Regained Fate
by Dharakfire
Summary: I knew I cried any times before, but these were real tears of sadness, not of fear anymore. Not of pain, but of my hopeless. So I screamed.


Author's Notes: Something I wrote back awhile ago for HetaOni. It's old and smelly. Told in Italy's POV.

* * *

I was hopeless. I was lost, confused, afraid of what was going to happen next. Afraid, I was so afraid at that moment. Ever since I had told America about that mansion and we all went to explore it, everything had gone wrong. I didn't know it would turn this way, I didn't know it would just go so wrong and ruin everything. I watched them die within the few moments that I left, and then, before I could even comprehend what had happened, I realized I was the only one left. My friends were dead. They were all _dead. _I cannot erase that memory, the crimson blood against the white walls, floor... I want to forget but I knew I couldn't. The first loop was the most terrifying and heart-breaking.

I knew I cried any times before, but these were real tears of sadness, not of fear anymore. Not of pain, but of my hopeless. So I screamed.

* * *

_"I'm the only one who survived... The only one who made it out..." I laughed bitterly, taking a few steps as the rain fell relentlessly against me. It was as if the sky was crying along with me, as if it knew how I felt. _

_ "I shouldn't have been able to get out..." I paused, turning to stare at the mansion bitterly, tears shining in my eyes. "What the hell? This doesn't make any sense. What the hell? __**What the hell?!**__" The tears began to fall and trickle down my cheeks, I couldn't control it anymore. I couldn't hold the tears back. So I began to cry, silent sobs. That was, until I heard the door open and slam. I fixed my eyes upon that very same creature who caused the deaths of the other nations, of my friends. It growled, blood blotted upon it, staring at me with those empty eyes._

_ I was shocked for but a brief moment, and eventually I turned, and began to run, feeling weariness straining at me once more. I felt so tired, but I ran despite that fact. I didn't care anymore. As the gate became more and more larger as I got closer, I suddenly stopped in my tracks for some reason and turned around to face the creature. I bit down upon my lip as it stopped as well, gazing at me once more. I hated that creature with every fiber of my being._

_ "Stop!" I screamed. "I won, didn't I? You lost! You couldn't catch me! As soon as I get out of here, you can't do anything! You'll be unable to reach me- You lost! But when I get out of here, this place won't be the same. I'll destroy this place, I'm a nation!" I was crying from the grief that thing had caused me. But all it did was stand there, continuing to stare at me with those same eyes; hollow and void of emotion._

_ "Doesn't that make you frustrated? I'm your last trophy, after all. You lost to the guy whose only feature is his fast feet." I stopped speaking for few moments, trying to stop my breath from hitching whenever I talked. The thing remained silent, as always, standing there crouched in the rain, the water slowly washing the red liquid down its skin._

_ "...Back..." I stared at the creature, my voice a whisper. "Take us back!" I soon shouted, hate and grief clouding my voice. "You can take us back in this warped space, can't you? If you can do that, then why don't you eat me first instead? But if you can catch me, that is." I stopped talking. My knees felt weak, like they were to give out underneath me. I wanted to collapse and just scream and shout, cry, trying to deny that truth that they were truly dead._

_ "GO BACK!" I shouted and before I knew it, my vision blurred and faded, the world twisting around me in odd ways. My eyes fell shut, and when I opened my eyes, I was back at the world meeting. _

* * *

And that was what happened. I tried to prevent them from coming to the mansion. But they didn't listen to me. They took me as a fool with fake lies. They believed that I was only too afraid to enter the mansion. I could do nothing to prevent them coming to that dreaded mansion, where it will repeat all over again.

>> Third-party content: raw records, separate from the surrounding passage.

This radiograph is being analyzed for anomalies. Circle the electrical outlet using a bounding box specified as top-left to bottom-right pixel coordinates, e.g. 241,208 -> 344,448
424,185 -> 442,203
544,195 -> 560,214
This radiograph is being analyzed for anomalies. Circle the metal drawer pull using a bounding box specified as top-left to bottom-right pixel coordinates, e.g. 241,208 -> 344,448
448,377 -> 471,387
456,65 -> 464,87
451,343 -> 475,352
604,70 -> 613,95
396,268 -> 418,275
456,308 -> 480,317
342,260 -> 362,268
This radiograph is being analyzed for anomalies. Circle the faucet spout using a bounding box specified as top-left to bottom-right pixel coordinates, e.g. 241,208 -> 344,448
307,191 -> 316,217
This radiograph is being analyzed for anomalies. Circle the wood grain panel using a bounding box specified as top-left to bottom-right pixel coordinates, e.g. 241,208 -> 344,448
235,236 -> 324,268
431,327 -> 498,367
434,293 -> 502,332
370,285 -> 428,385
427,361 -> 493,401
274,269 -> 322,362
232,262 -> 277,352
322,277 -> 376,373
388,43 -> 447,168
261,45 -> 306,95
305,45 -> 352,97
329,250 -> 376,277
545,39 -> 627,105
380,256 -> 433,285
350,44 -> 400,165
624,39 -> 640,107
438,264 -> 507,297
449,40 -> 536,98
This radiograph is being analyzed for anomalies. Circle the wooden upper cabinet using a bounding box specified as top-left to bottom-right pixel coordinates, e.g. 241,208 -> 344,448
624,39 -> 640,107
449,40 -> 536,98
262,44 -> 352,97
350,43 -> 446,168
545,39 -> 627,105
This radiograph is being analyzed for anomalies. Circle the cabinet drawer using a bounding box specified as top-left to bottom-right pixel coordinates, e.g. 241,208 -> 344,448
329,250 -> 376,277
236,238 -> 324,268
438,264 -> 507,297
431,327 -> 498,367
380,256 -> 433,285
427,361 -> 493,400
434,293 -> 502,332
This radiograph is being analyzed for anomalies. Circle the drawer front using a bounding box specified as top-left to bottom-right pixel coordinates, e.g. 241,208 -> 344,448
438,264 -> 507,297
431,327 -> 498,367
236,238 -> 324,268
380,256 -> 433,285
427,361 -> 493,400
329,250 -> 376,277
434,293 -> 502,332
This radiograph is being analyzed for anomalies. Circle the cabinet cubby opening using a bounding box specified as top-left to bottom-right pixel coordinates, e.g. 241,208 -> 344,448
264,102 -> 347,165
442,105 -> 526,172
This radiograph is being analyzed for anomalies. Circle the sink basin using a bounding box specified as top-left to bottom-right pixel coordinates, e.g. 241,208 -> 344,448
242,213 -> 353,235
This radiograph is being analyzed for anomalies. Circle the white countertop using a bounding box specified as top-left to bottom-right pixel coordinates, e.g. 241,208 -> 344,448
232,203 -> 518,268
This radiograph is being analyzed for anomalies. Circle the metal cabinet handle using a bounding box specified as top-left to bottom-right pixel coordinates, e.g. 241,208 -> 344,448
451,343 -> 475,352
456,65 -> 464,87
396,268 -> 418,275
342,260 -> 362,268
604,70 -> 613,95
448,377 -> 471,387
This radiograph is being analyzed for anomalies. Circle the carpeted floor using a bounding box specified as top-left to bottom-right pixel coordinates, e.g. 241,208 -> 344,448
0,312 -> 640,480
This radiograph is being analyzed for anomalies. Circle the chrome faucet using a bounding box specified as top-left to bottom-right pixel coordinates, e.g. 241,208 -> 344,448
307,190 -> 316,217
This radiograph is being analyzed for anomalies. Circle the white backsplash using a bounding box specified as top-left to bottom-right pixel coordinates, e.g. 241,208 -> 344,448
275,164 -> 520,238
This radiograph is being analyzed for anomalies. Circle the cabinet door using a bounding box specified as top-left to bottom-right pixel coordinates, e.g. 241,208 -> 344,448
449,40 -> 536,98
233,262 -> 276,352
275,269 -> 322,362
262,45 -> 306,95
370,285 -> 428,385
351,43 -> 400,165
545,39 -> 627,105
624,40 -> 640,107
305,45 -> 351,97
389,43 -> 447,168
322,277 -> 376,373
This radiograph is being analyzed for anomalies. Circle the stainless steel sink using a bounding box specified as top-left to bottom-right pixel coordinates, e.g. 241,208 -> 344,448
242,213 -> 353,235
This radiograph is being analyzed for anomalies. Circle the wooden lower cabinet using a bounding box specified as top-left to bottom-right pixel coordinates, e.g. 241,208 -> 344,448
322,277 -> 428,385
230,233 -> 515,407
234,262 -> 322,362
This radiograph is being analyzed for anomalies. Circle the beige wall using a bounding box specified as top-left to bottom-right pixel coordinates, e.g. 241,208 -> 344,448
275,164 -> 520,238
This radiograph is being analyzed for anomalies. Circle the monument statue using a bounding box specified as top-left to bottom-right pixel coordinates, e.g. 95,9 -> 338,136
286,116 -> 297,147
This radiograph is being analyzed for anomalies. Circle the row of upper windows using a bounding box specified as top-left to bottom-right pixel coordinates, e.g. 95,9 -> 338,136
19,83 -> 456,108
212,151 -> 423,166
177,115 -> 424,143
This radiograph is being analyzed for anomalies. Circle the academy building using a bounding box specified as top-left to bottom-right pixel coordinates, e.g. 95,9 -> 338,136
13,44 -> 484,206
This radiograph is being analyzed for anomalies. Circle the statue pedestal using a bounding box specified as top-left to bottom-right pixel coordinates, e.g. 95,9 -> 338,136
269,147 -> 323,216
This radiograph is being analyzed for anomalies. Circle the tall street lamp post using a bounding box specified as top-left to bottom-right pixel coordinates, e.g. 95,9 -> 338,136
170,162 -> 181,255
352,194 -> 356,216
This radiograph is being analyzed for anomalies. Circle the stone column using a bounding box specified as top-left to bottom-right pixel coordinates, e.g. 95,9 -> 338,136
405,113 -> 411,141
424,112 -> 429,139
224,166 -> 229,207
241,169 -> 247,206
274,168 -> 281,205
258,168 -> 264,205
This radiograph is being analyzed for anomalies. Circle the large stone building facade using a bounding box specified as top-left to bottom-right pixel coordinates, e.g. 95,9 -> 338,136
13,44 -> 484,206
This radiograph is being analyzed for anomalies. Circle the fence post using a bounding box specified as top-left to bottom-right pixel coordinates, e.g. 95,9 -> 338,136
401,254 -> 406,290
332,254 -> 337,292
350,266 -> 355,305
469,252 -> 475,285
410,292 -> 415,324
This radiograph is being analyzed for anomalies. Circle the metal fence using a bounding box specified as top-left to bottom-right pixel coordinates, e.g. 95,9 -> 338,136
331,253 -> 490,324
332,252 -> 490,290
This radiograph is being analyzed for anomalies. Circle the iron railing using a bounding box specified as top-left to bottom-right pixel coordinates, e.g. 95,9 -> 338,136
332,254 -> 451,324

So... I put on a facade, the only thing I could do, pretending, lying to them through all these time loops. I told myself repeatedly to be strong this time, to be strong for Germany, for Japan... For them all. I believed I would solve this all on my own, but every time I had tried, I had always end up failing, always end up crying, feeling hopeless, sad, lost. My faith began to dwindle, and they didn't notice. They couldn't notice. I refused to tell them anything. I would save them all by myself, I wouldn't be weak again. But it continued on and on, and each time I rewinded the clock, someone would always die. My friends and I must get out of this mansion, and no one, no one would die, no one should be left behind. That's what I told myself.

But as I re winded the clock with a heavy heart, my faith diminished down to a small flame, I decided this would perhaps be my last time rewinding the clock. The pain was too much for me to bear. Perhaps I should just accept their deaths. We were nations after all, but in this mansion, we were human. We could die easily. We nations have prolonged life spans, but like everything, we too much die sometimes. But this time loop, everything had took a change. Perhaps it wasn't good, nor it wasn't all to bad. This loop gave me hope again, no matter how little it is.

This time, I learned something important. I learned that I could always rely on them, to count on them. If I had only told them in the past loops, perhaps I could have succeeded. But I kept everything bottled up within, so I slowly lost my memories, one by one. Even my best memories, such as being the Axis Powers with Japan and Germany. However, I ended up telling them what I was willing to let go from time to time. Despite my reckless actions, such as locking them up in that one room. Even Romano and Spain had came, and they hadn't in the past loops. All these nations were coming to just get us out of this mansion, out of this nightmare.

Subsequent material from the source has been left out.